Current (7pm eastern time) display the infamous shortwave just offshore the west coast of the North American Continent. In the next day, it will make its way onshore. There are many uncertainties about this shortwave ejecting east and how the Rocky Mountains will influence it. Historically speaking, the showtwave should move over the Rockies and "compress". On the right side (lee) side, vertical stretching of the atmosphere will induce cyclogenesis and a surface Low pressure will develop.
Obviously, since we won't know the exact track of the surface cyclone until it makes its way east of the Rockies, forecast models are all over the place with this system. Below are some thoughts by forecasters at the Buffalo, NY National Weather Service.
.LONG TERM /SUNDAY THROUGH WEDNESDAY/... ...A Major Winter Storm With Significant Impacts Expected This Weekend... We will be in the midst of a major winter storm with significant winter weather impacts on Sunday. The winter storm will still be deepening on Sunday as it moves off the New England coast. Steady snow continuing areawide Sunday morning will shift away from the area during the day, as we transition to the lake effect portion of the storm. The coldest air this winter season will be drawn down into the region on the backside of the storm and bring lake enhanced/effect snows to the region through Sunday night. This could bring significant additional snowfall totals, especially to areas south and southeast of the lakes, including the Rochester metro area. Strong northerly winds on the backside of the storm will result in significant blowing and drifting snow likely creating difficult if not impossible travel conditions in many areas. Dangerously cold wind chills are also likely, dropping to 15 to 25 below zero for most areas and perhaps as cold as 30 to 40 below zero for the North Country.

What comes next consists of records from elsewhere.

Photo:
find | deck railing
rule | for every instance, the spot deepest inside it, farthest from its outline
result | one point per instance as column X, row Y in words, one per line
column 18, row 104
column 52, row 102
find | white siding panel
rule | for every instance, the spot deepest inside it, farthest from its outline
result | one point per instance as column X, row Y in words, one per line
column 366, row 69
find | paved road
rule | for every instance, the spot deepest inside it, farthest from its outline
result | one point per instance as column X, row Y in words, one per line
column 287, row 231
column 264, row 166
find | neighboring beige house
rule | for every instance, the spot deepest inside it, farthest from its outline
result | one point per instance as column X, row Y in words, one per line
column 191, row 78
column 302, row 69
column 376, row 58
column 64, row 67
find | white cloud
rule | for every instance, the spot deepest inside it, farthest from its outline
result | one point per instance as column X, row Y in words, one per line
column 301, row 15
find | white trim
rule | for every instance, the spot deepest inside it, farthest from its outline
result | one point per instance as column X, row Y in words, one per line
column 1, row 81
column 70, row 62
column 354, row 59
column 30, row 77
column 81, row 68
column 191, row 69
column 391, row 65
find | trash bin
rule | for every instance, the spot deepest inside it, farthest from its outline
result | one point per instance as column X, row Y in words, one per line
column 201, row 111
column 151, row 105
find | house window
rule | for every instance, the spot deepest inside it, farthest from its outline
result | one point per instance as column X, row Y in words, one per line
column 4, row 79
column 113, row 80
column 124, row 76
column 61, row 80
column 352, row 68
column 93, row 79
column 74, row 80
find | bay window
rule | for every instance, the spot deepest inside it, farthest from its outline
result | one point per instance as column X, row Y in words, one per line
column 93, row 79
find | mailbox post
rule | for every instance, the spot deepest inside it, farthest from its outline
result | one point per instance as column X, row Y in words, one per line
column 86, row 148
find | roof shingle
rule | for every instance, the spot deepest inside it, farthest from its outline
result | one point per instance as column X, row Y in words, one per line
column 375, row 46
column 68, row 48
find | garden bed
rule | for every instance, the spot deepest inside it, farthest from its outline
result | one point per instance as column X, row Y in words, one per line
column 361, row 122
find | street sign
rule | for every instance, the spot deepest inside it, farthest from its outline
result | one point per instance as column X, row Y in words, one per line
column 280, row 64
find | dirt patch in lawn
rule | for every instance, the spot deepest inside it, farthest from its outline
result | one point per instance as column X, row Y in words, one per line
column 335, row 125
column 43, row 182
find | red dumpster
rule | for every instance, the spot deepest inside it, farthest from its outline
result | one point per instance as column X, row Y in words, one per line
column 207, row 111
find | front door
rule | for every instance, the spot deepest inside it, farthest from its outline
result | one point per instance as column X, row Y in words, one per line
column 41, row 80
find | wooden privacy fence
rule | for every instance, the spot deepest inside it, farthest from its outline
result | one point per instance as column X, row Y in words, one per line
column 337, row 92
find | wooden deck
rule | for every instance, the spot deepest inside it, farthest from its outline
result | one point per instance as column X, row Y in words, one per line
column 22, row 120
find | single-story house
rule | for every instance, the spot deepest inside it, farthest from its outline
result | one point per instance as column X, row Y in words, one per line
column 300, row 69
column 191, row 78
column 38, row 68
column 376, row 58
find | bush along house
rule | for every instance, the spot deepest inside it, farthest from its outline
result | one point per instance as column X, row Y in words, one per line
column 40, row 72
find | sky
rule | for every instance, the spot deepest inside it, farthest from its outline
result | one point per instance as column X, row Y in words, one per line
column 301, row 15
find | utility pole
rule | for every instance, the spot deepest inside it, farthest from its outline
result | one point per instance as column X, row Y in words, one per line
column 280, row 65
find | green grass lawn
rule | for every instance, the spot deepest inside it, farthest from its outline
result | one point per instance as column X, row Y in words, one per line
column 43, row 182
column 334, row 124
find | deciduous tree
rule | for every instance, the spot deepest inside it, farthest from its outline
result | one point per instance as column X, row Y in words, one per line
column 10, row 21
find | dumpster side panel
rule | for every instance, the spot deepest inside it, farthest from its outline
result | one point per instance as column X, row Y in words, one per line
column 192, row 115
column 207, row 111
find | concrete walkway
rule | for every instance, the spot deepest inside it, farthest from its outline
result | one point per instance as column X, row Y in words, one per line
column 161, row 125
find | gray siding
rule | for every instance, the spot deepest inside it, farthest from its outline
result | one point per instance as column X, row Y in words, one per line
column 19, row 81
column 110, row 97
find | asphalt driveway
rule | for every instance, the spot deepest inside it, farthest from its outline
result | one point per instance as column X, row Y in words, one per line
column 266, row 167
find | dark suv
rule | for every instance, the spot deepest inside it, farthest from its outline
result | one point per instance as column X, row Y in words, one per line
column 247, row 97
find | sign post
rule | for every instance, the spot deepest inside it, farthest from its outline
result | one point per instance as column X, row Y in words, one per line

The powerful winter storm will exit across the Canadian maritimes by Monday, as a large arctic high crosses into the upper Midwest/Great Lakes. A deep north to northwest flow between these features will maintain a very cold north-northwest flow of air with 850 mb temperatures nearing -26C. This brutally cold airmass will most certainly support more lake effect snow showers, particularly south and southeast of the lakes along with dangerously cold wind chills. Significant spread in long range model solutions exists for the midweek time frame. Signal is evident for recovery of temperatures to closer to normal values as the arctic air departs Tuesday into wednesday, but the development of a trough in the central CONUS is causing some issue. The Euro and GFS both advertise low pressure developing and moving up the Ohio Valley into the eastern Great Lakes, while the Canadian has a clipper-type low swinging through the region. Timing differences also exist between each solution, but the Wednesday time period currently appears to be the best timing for the arrival of precipitation from this system. Some warmer air gets pushed northward toward the region on the southern end of the precipitation shield, but for now will keep the precipitation type as all snow until more consensus in guidance is achieved in the coming days.
...WINTER STORM WATCH IN EFFECT FROM SATURDAY AFTERNOON THROUGH MONDAY AFTERNOON... * WHAT...Heavy snow possible. Light snow will begin as early as Saturday morning. Snow will become heavy Saturday night and continue into Sunday. Snow will then transition to lake effect Sunday night and continue through Monday. At this time, greater than 7 inches of snow is possible. Gusty winds and arctic air will also produce blowing and drifting snow and wind chills well below zero. * WHERE...All of western and north central New York. * WHEN...From Saturday afternoon through Monday afternoon. * ADDITIONAL DETAILS...Plan on slippery road conditions. Widespread blowing snow could significantly reduce visibility.